ABOUT WOODRUFF COUNTY ARKANSAS
This material is taken in part from articles in Rivers and Roads and Points in Between, a publication of the Woodruff County Historical Society, in particular a talk published in Fall 1972 quoting Dallas T. Herndon, and one published in Fall 1974 by James Logan Morgan.
Woodruff County is in the heart of east Arkansas, approximately half way between Little Rock, Arkansas, and Memphis, Tennessee. It's an area of rich land and natural resources.
Many early travelers entered the area on the White River, which flows on one border of the county, and the Cache River (French for " Hidden " River) flows through the county. Today Woodruff County is known for its cotton, rice, soybeans, wheat, and other farm commodities, and some industries have found a home there.
The community names have changed over the years, and while these names may no longer be on the map, they are sometimes still used by local residents and give clues as to the history. Many of these names came from the early settlers.
The rich history of Woodruff County has been well-documented by the efforts of the Woodruff County Historical Society, which began in 1972 and publishes regularly on county history and families.

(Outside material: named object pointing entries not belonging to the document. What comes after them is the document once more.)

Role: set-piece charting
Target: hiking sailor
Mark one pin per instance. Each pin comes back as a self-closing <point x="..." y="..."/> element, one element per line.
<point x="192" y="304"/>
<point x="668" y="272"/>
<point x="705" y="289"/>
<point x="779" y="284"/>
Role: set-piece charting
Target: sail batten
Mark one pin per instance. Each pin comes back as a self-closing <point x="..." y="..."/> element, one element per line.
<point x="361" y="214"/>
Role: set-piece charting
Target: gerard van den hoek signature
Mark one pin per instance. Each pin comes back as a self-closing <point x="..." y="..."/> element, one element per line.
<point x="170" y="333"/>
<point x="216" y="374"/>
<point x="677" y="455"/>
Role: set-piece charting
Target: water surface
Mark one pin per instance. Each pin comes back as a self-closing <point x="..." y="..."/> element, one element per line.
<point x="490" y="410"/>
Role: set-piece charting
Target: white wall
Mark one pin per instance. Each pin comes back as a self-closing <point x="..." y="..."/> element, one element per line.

Woodruff County was formed in 1862, after Arkansas seceded from the Union and joined the Confederacy. It was formed out of land taken from St. Francis and Jackson Counties. The county initially proposed by Robert Anthony (of Augusta) was "Mallory County," to honor the St. Francis County representative in the legislature.
The permanent name selected, however, was Woodruff County. It's unclear who the final name was intended to honor. One popular suggestion is William E. Woodruff, Sr., who originally brought the printing press to Arkansas and started the Arkansas Gazette newspaper. Other possibilities are either William E. Woodruff, Jr. or Alden M. Woodruff, both of whom were active supporters of the confederacy.

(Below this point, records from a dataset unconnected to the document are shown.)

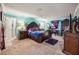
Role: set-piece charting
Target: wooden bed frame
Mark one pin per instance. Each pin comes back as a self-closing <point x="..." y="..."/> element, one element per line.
<point x="42" y="37"/>
<point x="32" y="25"/>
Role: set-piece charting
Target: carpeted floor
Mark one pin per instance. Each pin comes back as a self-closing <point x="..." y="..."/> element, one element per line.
<point x="30" y="47"/>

The first temporary county seat was Cotton Plant, and the first permanent county seat was Augusta. At some point court sessions were held in McCrory. After the Civil War, county boundaries were moved, partially due to competition between different factions of the county. At one time (1868) Cotton Plant was moved to Monroe County, just to the south of Woodruff County. Later is returned to Woodruff County, in the late 1870's or early 1880's.